Dans cet univers, l’énergie surnaturelle est manipulée via un Art appelé Alchymia (on va dire alchimie, c’est plus simple). En clair, si nous étions dans Donjons & Dragons et pas dans un roman, il faudrait des « composants matériels » pour lancer un sort (ici appelé Transfiguration), on ne peut pas le faire juste avec des postures, des gestes, des paroles, un schéma mental, etc. Bref, il faut un laboratoire, des charmes, des poudres ou des huiles, un brasero spécial, etc. Les Alchimistes ont réussi, via leur Art, a arracher il y a des milliers d’années la cité d’Athanor (vous remarquerez que ce nom n’a pas été choisi au hasard par l’auteur) à la tyrannie des lois de la physique, l’entourant d’un champ d’énergie magique permettant 1/ d’en réguler le climat 2/ de transformer la rivière qui la traverse en boucle fermée sans fin qui est sa propre origine et surtout 3/ à la faire se déplacer de lieu en lieu, lors de ce qu’ils appellent des Conjonctions.
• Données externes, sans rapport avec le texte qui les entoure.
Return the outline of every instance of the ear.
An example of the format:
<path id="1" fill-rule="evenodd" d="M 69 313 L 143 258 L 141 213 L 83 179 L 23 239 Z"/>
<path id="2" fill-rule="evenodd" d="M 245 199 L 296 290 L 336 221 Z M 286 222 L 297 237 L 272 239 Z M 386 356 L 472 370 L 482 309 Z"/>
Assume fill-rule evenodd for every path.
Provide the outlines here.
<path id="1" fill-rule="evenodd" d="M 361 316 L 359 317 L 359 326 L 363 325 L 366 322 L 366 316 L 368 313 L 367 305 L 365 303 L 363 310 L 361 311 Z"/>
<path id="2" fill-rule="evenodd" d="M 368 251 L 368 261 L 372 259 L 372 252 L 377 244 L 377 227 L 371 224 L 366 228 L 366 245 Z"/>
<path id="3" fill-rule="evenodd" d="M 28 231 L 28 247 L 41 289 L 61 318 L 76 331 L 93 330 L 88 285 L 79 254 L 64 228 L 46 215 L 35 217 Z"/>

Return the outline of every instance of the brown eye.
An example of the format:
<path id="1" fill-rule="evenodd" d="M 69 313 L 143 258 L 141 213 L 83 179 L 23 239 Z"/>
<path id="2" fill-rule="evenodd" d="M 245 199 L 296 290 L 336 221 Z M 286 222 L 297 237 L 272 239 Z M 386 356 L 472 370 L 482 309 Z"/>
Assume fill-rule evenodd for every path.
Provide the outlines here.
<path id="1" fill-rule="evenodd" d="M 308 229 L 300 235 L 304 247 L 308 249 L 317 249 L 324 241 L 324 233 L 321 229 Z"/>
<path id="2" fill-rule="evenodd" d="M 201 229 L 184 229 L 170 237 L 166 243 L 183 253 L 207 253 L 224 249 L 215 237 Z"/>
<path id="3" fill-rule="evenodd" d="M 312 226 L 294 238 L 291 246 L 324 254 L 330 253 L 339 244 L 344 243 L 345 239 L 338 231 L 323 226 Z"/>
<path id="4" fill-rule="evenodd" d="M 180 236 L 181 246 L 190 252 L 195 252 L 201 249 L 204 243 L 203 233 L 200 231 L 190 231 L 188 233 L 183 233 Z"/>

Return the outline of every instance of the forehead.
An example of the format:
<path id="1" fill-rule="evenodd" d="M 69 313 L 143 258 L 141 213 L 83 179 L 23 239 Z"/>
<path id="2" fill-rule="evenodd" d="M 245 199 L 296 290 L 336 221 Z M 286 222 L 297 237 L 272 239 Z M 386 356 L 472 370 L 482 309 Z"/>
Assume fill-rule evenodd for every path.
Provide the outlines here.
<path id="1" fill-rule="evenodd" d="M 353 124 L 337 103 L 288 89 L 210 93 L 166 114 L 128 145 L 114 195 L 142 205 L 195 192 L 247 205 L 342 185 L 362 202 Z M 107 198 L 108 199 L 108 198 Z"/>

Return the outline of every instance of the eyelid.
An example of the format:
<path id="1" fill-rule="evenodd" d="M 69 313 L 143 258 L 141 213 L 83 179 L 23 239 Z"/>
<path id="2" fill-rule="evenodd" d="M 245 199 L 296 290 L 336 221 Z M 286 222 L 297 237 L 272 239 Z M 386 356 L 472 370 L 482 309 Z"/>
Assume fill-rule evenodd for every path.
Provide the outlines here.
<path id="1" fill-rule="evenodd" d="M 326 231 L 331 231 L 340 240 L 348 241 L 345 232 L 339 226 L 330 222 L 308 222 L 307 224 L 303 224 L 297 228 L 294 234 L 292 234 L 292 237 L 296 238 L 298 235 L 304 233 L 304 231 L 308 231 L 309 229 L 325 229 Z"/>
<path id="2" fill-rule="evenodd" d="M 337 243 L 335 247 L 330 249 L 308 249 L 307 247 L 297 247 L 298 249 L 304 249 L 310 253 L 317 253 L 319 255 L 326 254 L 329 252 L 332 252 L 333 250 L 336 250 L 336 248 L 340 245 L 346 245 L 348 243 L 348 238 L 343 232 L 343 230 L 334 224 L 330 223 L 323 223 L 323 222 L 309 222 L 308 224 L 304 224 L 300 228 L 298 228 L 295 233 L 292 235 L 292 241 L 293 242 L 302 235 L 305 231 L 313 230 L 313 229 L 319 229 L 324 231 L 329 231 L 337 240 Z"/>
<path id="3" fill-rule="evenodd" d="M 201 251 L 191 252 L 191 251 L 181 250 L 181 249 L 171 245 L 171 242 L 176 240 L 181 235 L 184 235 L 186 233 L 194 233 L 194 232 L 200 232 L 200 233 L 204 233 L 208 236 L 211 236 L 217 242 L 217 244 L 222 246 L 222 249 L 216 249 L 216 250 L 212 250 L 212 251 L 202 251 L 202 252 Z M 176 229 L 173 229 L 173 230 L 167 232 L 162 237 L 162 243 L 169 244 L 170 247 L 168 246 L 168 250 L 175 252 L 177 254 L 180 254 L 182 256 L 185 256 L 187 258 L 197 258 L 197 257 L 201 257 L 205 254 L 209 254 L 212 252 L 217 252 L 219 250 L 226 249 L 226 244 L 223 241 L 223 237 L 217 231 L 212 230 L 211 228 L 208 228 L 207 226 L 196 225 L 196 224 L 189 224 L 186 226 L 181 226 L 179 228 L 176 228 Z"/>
Au passage, l’endroit où lesdites Conjonctions permettent de se rendre n’est pas très clair : certains passages suggèrent que c’est en divers lieux de la même planète, tandis que d’autres éléments (la pléthore de variantes de l’Humanité et de races non-humaines étranges) laisse entendre qu’Athanor se déplacerait ailleurs (autres mondes ou cosmos d’un multivers de type Moorcockien ? Mystère !). Bien que chez certains auteurs (Karl Edward Wagner, Steven Erikson, voire Lovecraft, on puisse croiser bien des races sur la même planète. Il se pourrait après tout que la cité voyage aussi dans le temps -ce serait intéressant de demander à l’auteur, d’ailleurs-).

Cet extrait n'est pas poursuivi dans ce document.